Topik tentang kesehatan mental sekarang menjadi topik yang banyak dibicarakan di media sosial salah satunya adalah topik tentang depresi. Banyak orang mengira bahwa orang yang mengalami depresi adalah orang yang lemah, kurang iman, kurang ibadah, atau kurang dekat dengan Tuhan. Tapi benarkah seperti itu? Benarkah ibadah saja bisa menyelesaikan depresi? Apa itu sebenarnya depresi? Apakah depresi hanya perasaan tak nyaman yang tak kunjung hilang? Faktanya depresi tak mengenal agama atau latar belakang seseorang. Depresi juga bukan hanya sekedar kesedihan atau stress keseharian saja namun depresi merupakan suatu gangguan mental yang serius dan tidak bisa dianggap remeh. Depresi sangat berkaitan dengan kondisi otak seseorang, depresi dalam penelitiannya sering dikaitkan dengan masalah neurotransmitter atau zat kimia dalam otak yang berperan dalam regulasi mood atau suasana hati salah satunya adalah zat neurotransmitter yang bernama serotonin dan norepinephrine. Tak heran depresi masuk dalam kategori gangguan suasana hati atau mood. Depresi juga merupakan gangguan mental dengan prevalensi tertinggi setelah gangguan kecemasan oleh karenanya depresi juga sering dianggap sebagai pilek dalam dunia psikologi klinis dan psikiatri.

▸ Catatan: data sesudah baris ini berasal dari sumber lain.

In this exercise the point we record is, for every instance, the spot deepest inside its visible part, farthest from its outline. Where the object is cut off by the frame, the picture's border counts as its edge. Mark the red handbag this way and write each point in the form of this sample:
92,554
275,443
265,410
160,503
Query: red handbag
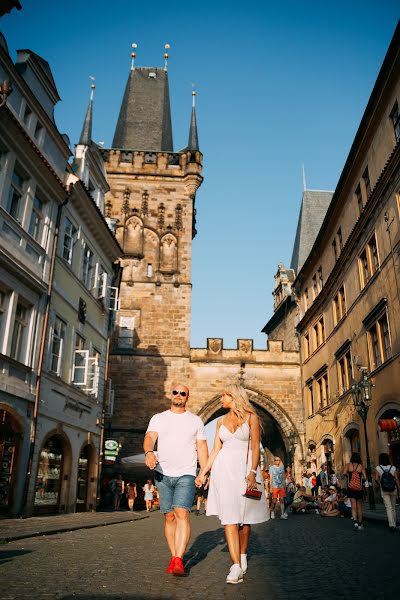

Jauh sebelum berkembangnya teknologi pencitraan otak yang digunakan pada penelitian dalam ilmu neurosains atau ilmu saraf, gangguan mental memang sering dikaitkan dengan kepercayaan agama dan hal hal yang bersifat mistis. Namun seiring dengan berkembangnya ilmu neurosains kita tahu bahwa hal tersebut tidaklah benar. Stigma bahwa gangguan mental merupakan karma buruk atau terkait dengan hal mistis tidaklah benar. Sejatinya pandangan tentang depresi sudah ada sejak zaman dahulu kala. Depresi sendiri sejatinya sudah ada sejak zaman dulu dan bahkan catatan tentang depresi sudah ditemukan pada tulisan Hipocrates pada abad kelima sebelum masehi. Bahkan ilmuwan muslim terkenal Ibnu Sina atau lebih dikenal dengan Avicenna sudah membahas tentang depresi pada karyanya The Canon of Medicine (Bahasa Arab, al-Qnn f al-ibb) di tahun 1025. Jadi yang mitos sering beredar bahwa depresi hanya penyakit gen z tentulah tidak benar.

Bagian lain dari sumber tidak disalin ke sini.